The exponential growth of academic literature has led to a reliance on quantitative bibliometrics, such as citation counts and h-indices, to measure scientific impact. However, these metrics remain "meaning-blind," treating all citations as equal endorsements while failing to capture the nuance of why a paper was cited or the faithfulness of its representation. This thesis addresses the "Verification Gap" the systemic inability to verify citation accuracy at scale by adopting an Environment-Based Design (EBD) methodology.

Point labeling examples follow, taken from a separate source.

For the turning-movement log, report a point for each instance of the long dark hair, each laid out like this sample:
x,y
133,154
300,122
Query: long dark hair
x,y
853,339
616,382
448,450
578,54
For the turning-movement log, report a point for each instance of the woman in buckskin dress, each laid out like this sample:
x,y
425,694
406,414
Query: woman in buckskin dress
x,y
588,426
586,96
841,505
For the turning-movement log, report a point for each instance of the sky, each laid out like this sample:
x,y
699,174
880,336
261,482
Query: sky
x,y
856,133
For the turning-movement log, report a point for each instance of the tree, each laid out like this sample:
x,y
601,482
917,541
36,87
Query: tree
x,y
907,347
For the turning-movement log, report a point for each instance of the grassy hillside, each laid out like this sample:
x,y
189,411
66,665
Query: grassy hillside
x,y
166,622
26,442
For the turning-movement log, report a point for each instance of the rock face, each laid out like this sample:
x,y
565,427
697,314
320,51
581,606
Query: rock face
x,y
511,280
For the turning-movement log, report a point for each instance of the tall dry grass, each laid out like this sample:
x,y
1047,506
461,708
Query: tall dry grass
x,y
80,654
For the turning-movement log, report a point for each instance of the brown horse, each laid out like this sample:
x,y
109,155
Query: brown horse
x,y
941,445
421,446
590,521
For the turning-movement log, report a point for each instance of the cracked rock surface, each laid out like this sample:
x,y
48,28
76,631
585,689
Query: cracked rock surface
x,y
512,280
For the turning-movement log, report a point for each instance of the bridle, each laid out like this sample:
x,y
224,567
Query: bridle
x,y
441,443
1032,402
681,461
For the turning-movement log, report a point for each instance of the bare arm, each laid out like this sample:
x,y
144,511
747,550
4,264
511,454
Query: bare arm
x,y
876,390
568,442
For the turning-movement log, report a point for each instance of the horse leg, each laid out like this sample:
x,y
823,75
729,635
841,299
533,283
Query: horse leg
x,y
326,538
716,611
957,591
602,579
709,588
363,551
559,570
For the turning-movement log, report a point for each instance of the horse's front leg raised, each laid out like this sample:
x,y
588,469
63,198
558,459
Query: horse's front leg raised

Framing citation verification as a transdisciplinary design problem, this study identifies a fundamental conflict between the built environment of digital archives and the cognitive limitations of the human environment. To resolve this conflict, a novel multi-agent system powered by Large Language Models (Gemini 3 Flash) was designed and implemented. The system operationalizes a recursive five-stage workflow: (1) Zero-Shot Extraction of unstructured bibliographies using LLM-native structural reasoning; (2) Hybrid "Hunter" Retrieval, utilizing a prioritized "White-Hat" waterfall strategy (Crossref, arXiv, CORE) to solve the "cold start" problem of full-text acquisition; and (3) Semantic Alignment, where the artifact identifies "Evidentiary Anchors" in the cited source to verify authorial claims. The analytical framework is grounded in the sociological taxonomy of Bornmann and Daniel (2008), classifying citations into eight functional categories.
The system was evaluated against a "Gold Standard" dataset of 50 citation pairs sampled from flagship design engineering journals (e.g., JMD, AIEDAM, CoDesign). Results demonstrate an 80% retrieval success rate through legitimate channels and a 100% detection rate for intentional citation distortions. In a hybrid evaluation comparing the system’s critique against human subject-matter experts, the artifact achieved a Cohen’s Kappa of 0.81, indicating substantial agreement. These findings confirm that modern LLMs, when constrained by EBD principles and strict structural prompting, can effectively serve as scalable "Augmented Intelligence" for research integrity. This research moves the field of scientometrics from simple sentiment classification toward deep semantic verification, ensuring that scientific impact is measured by the quality and accuracy of intellectual debt.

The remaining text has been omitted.